Il convento dei salesiani
Pure negli altri quartieri di Spalato si praticò a lungo il baseball. Da ricordare anche le attività sportive nel convento dei salesiani, che si trovava vicino all’odierna via Vukovar. Qui i giovani venivano avviati alle varie discipline, tre le quali figurava pure il baseball. A impartire le prima lezioni di questo “gioco americano” era stato Petar Perica.

Radici pure nel rione di Sjever
Dall’altro lato Nikica Koceić, uno dei giocatori di punta del Krupa, aveva fatto sì che pure nel quartiere Sjever (il rione settentrionale dell’epoca) il baseball mettesse radici e trovasse un buon numero di appassionati.
Però il baseball, in questi primi anni pionieristici, non fu soltanto uno sport praticato nei vari quartieri di Spalato.

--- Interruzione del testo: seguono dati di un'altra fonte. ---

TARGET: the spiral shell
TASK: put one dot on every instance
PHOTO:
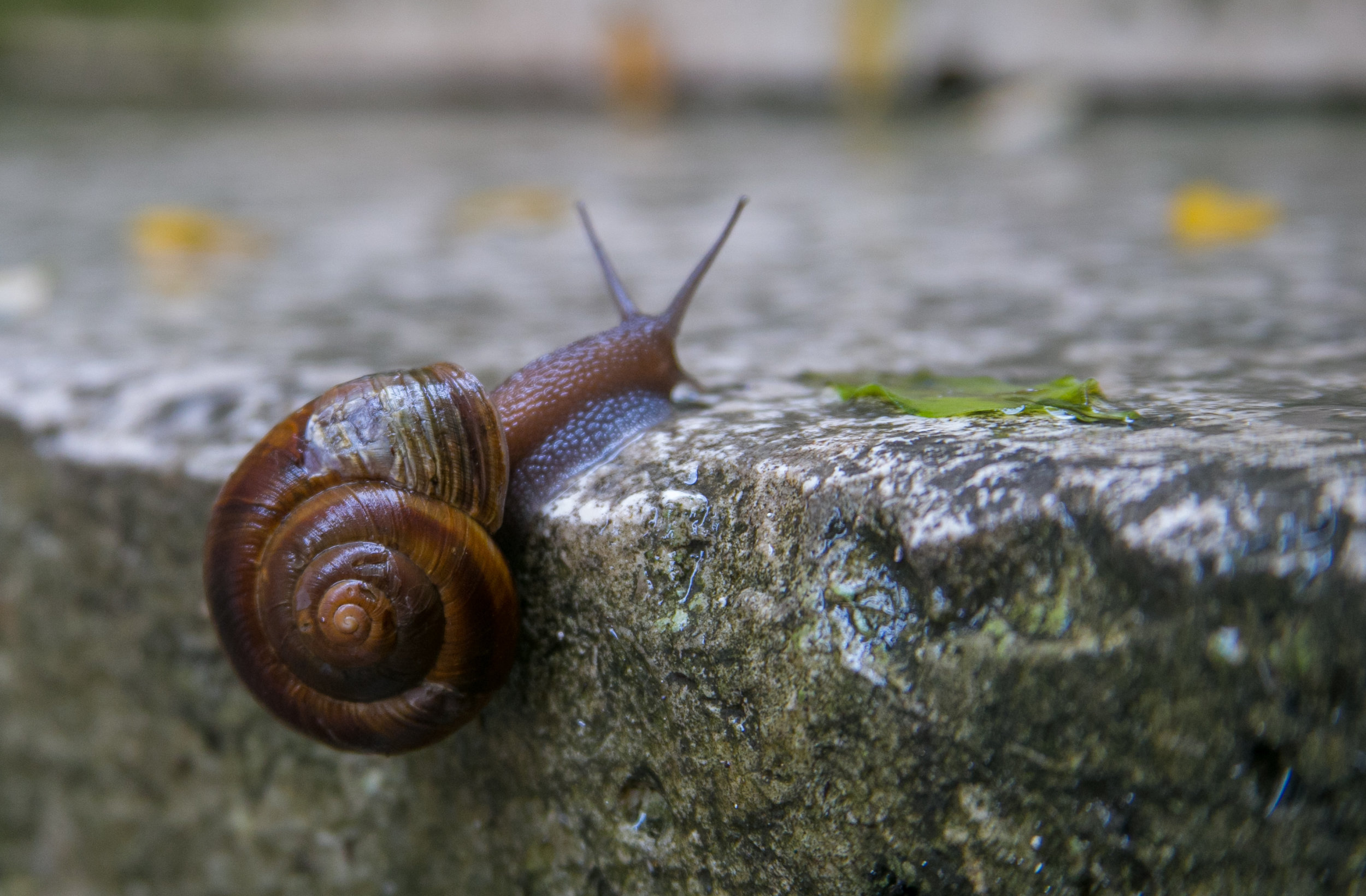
(349, 567)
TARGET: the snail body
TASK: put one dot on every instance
(349, 566)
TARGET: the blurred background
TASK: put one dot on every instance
(804, 54)
(214, 209)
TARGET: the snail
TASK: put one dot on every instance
(349, 567)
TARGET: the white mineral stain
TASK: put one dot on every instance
(690, 500)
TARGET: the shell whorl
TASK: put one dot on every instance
(349, 566)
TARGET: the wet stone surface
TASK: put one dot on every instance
(779, 644)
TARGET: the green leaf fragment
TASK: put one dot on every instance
(928, 395)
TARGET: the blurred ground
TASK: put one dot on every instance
(778, 644)
(388, 239)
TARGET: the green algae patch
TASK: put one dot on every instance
(925, 394)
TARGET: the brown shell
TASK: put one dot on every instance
(349, 567)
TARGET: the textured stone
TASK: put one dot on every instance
(779, 644)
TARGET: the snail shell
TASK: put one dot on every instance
(349, 564)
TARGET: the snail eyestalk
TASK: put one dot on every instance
(614, 282)
(673, 316)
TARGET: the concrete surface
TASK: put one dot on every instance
(780, 642)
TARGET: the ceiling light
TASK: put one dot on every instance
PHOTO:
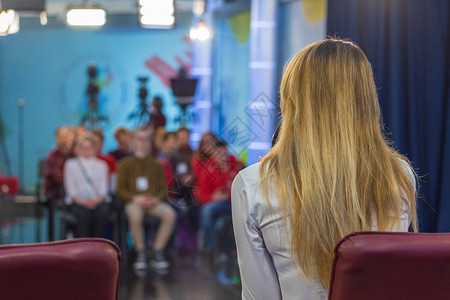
(9, 22)
(200, 32)
(156, 13)
(86, 15)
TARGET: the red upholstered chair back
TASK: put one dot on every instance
(391, 265)
(72, 269)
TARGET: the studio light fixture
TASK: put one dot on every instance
(200, 32)
(157, 14)
(86, 15)
(9, 22)
(199, 7)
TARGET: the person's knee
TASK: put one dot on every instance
(134, 213)
(170, 215)
(207, 212)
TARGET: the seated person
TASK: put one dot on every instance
(180, 163)
(330, 173)
(86, 185)
(124, 138)
(168, 144)
(142, 185)
(107, 158)
(215, 188)
(54, 164)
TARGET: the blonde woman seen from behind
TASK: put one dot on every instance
(331, 173)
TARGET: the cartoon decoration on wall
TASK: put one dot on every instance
(315, 10)
(92, 92)
(164, 70)
(92, 117)
(240, 25)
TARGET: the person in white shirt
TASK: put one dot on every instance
(330, 173)
(86, 186)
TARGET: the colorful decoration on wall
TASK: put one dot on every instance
(73, 99)
(315, 10)
(164, 70)
(240, 25)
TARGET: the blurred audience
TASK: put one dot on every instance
(124, 139)
(142, 186)
(86, 186)
(169, 143)
(107, 158)
(54, 165)
(180, 162)
(221, 169)
(157, 118)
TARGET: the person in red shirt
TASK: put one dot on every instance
(157, 118)
(215, 192)
(54, 164)
(108, 159)
(198, 163)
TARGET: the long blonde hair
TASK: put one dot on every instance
(332, 168)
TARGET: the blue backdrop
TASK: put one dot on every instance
(408, 44)
(48, 68)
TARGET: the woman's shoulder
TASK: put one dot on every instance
(250, 175)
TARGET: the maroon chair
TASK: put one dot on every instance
(71, 269)
(391, 265)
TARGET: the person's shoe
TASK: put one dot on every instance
(141, 261)
(159, 261)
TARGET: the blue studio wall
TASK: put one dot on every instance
(300, 23)
(231, 79)
(47, 67)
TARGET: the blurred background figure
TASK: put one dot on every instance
(107, 158)
(54, 166)
(157, 118)
(86, 185)
(143, 188)
(215, 177)
(124, 139)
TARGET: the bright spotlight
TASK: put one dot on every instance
(87, 17)
(200, 32)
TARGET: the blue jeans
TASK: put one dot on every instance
(209, 214)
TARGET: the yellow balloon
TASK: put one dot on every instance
(315, 10)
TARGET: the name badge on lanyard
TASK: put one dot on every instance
(142, 184)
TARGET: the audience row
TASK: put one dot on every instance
(152, 172)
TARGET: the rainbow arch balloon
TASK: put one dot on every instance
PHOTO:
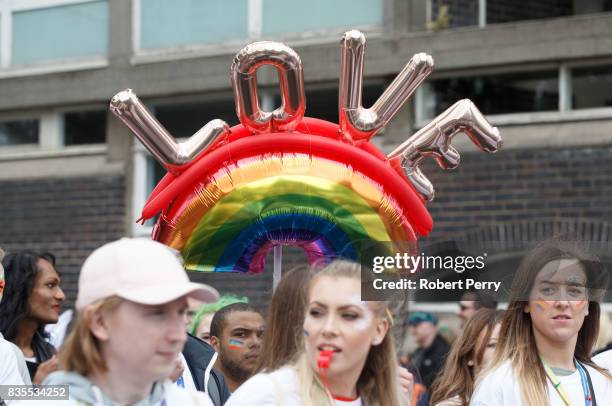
(279, 178)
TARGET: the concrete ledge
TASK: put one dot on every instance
(497, 46)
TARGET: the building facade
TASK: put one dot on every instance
(73, 177)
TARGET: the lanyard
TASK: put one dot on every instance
(588, 400)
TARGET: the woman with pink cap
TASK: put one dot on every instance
(130, 328)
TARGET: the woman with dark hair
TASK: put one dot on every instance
(543, 355)
(32, 299)
(283, 334)
(471, 352)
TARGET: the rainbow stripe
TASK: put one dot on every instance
(231, 222)
(250, 193)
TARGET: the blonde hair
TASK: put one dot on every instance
(378, 384)
(457, 377)
(516, 339)
(81, 351)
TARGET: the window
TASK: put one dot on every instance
(281, 16)
(462, 13)
(323, 103)
(54, 130)
(40, 31)
(182, 120)
(85, 127)
(18, 132)
(592, 87)
(176, 23)
(564, 91)
(162, 24)
(495, 94)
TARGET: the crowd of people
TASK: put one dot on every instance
(142, 334)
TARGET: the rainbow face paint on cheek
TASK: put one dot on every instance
(579, 305)
(542, 305)
(235, 344)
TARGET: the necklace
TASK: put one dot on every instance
(588, 400)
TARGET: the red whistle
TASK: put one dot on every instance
(324, 360)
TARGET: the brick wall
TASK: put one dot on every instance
(522, 185)
(68, 217)
(523, 194)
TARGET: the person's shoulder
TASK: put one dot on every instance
(496, 386)
(263, 388)
(44, 402)
(177, 396)
(604, 360)
(454, 401)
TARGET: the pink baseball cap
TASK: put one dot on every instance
(139, 270)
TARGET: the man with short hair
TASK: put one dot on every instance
(235, 333)
(472, 301)
(13, 370)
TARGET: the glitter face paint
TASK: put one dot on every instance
(235, 344)
(366, 321)
(579, 305)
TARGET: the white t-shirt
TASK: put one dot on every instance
(604, 360)
(501, 388)
(187, 378)
(276, 388)
(9, 364)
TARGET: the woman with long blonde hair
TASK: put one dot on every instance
(471, 352)
(548, 332)
(348, 353)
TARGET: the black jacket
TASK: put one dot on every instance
(200, 358)
(429, 361)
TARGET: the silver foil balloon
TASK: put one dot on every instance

Molti gli appassionati nelle cittadine limitrofe
Come già descritto nella prima puntata, ci furono nel corso degli anni sempre più appassionati pure anche nelle cittadine limitrofe, dove pur tra mille difficoltà, veniva praticata questa disciplina sportiva. Negli anni antecedenti alla Seconda guerra mondiale si giocava soprattutto ad Almissa (Omiš), Sinj e Imotski.
Con l’inizio del Secondo conflitto mondiale inevitabilmente pure le attività sportive furono ridotte ai minimi termini. Così a praticare il baseball rimasero in pochissimi; per lo più si trattava di giovani. Se da un lato le attività del Krupa cessarono, dall’altro lato il baseball continuò a vivere a Poljšan sopratutto grazie a Nikola Dadić. Con lui si radunavano i migliori giocatori del settore giovanile dell’epoca: Mario Profaca, Rajko Kraljević, Ivo Dumanić Car, Kemal Gekić, Božidar Peranić, Nikola Pilić, i fratelli Vlado e Arsen Škrobonja e Vinko Milas.

Là dove c’era l’erba…
Con la fine della guerra, la passione per questo sport tornò ad aumentare. Però si presentò un altro problema di non poco conto, quello di dove giocare. Spalato con il passare degli anni cresceva a vista d’occhio e laddove una volta c’erano prati e spianate in cui si potevano disputare le partite, spuntavano enormi casermoni. Di spazi liberi, in seguito all’aumento delle costruzioni e all’ampliamento della città in generale, ce n’erano sempre di meno.
Trasferimento nelle periferie
Così il baseball, con il passare degli anni, era costretto ad allontanarsi dal centro urbano, a trasferirsi sempre di più nella lontana periferia e pure nelle località dell’hinterland spalatino. Il problema degli scarsi spazi a disposizione si era fatto così pressante da portare quasi alla scomparsa di questa disciplina sportiva. E i grattacapi andarono avanti fino al 1972.

La rinascita a Salona
In quell’anno ci fu la riscossa, ebbe inizio la vera rinascita di questo sport, però non più a Spalato bensì a Salona (Solin). A far rinascere il baseball furono due ex giocatori del quartiere di Poljšan: Rajko Kraljević e Vinko Milas. Nel 1972 erano entrambi insegnanti di scuola elementare. Un giorno si ritrovarono a parlare dei tempi d’oro della loro giovinezza e a ricordare con nostalgia come fossero state bellissime le giornate trascorse a giocare a baseball. Così decisero di introdurre la pratica del baseball nelle loro lezioni di educazione sportiva.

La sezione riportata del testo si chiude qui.